If you decide you want to try to improve branch coverage, simply add the --branch flag to your coverage run:

./python COVERAGEDIR run --pylib --branch <arguments to run test(s)>

This will lead to the report stating not only what lines were not covered, but also what branch paths were not executed.

5.2.1.2. Coverage Results For Modules Imported Early On

For the truly truly daring, you can use a hack to get coverage.py to include coverage for modules that are imported early on during CPython’s startup (e.g. the encodings module). Do not worry if you can’t get this to work or it doesn’t make any sense; it’s entirely optional and only important for a small number of modules.

If you still choose to try this, the first step is to build coverage.py’s C extension code. Assuming that coverage.py’s clone is at COVERAGEDIR and your clone of CPython is at CPYTHONDIR, you execute the following in your coverage.py clone:

CPPFLAGS="-I CPYTHONDIR -I CPYTHONDIR/Include" CPYTHONDIR/python setup.py build_ext --inplace

This will build coverage.py’s C extension code in-place, allowing the previous instructions on how to gather coverage to continue to work.

To get coverage.py to be able to gather the most accurate coverage data on as many modules as possible with a HORRIBLE HACK that you should NEVER use in your own code, run the following from your CPython clone:

PYTHONPATH=COVERAGEDIR/coverage/fullcoverage ./python COVERAGEDIR run --pylib Lib/test/regrtest.py

This will give you the most complete coverage possible for CPython’s standard library.

5.2.2. Using test.regrtest

If you prefer to rely solely on the stdlib to generate coverage data, you can do so by passing the appropriate flags to test.regrtest (along with any other flags you want to):

./python -m test --coverage -D `pwd`/coverage_data <test arguments>

Do note the argument to -D; if you do not specify an absolute path to where you want the coverage data to end up it will go somewhere you don’t expect.

Note

If you are running coverage over the entire test suite, make sure to add -x test_importlib test_runpy test_trace to exclude those tests as they trigger exceptions during coverage; see http://bugs.python.org/issue10541 and http://bugs.python.org/issue10991.

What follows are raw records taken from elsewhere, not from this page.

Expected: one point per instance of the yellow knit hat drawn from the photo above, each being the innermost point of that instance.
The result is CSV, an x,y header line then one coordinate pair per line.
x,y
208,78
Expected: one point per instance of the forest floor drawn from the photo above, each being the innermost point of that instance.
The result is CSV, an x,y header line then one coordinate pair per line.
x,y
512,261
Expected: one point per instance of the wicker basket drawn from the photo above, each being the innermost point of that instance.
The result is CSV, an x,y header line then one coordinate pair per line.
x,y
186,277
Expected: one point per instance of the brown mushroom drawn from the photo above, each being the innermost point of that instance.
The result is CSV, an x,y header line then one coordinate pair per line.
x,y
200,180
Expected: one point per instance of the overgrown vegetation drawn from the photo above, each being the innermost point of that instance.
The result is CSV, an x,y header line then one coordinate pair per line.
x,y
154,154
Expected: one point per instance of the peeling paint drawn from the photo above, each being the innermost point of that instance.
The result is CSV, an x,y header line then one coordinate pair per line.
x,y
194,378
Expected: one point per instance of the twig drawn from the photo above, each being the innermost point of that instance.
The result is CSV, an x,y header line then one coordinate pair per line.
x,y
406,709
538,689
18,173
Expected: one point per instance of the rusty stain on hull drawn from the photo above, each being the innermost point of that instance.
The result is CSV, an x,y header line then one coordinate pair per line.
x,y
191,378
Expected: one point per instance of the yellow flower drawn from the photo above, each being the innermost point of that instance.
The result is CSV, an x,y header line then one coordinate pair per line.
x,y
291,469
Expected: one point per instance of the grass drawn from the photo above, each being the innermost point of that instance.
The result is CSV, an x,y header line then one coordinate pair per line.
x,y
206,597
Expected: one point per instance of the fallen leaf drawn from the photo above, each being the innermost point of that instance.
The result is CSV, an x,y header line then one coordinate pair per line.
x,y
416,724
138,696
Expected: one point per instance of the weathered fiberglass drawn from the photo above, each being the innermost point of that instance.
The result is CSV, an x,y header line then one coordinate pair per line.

Once the tests are done you will find the directory you specified contains files for each executed module along with which lines were executed how many times.

5.3. Filing the Issue

Once you have increased coverage, you need to generate the patch and submit it to the issue tracker. On the issue set the “Components” to “Test” and “Versions” to the version of Python you worked on (i.e., the in-development version).

5.4. Measuring coverage of C code with gcov and lcov

It’s also possible to measure the function, line and branch coverage of Python’s C code. Right now only GCC with gcov is supported. In order to create an instrumented build of Python with gcov, run:

make coverage

Then run some code and gather coverage data with the gcov command. In order to create a HTML report you can install lcov. The command:

make coverage-lcov

assembles coverage data, removes 3rd party and system libaries and finally creates a report. You can skip both steps and just run:

make coverage-report

if you like to generate a coverage report for Python’s stdlib tests. It takes about 20 to 30 minutes on a modern computer.

Note

Multiple test jobs may not work properly. C coverage reporting has only been tested with a single test process.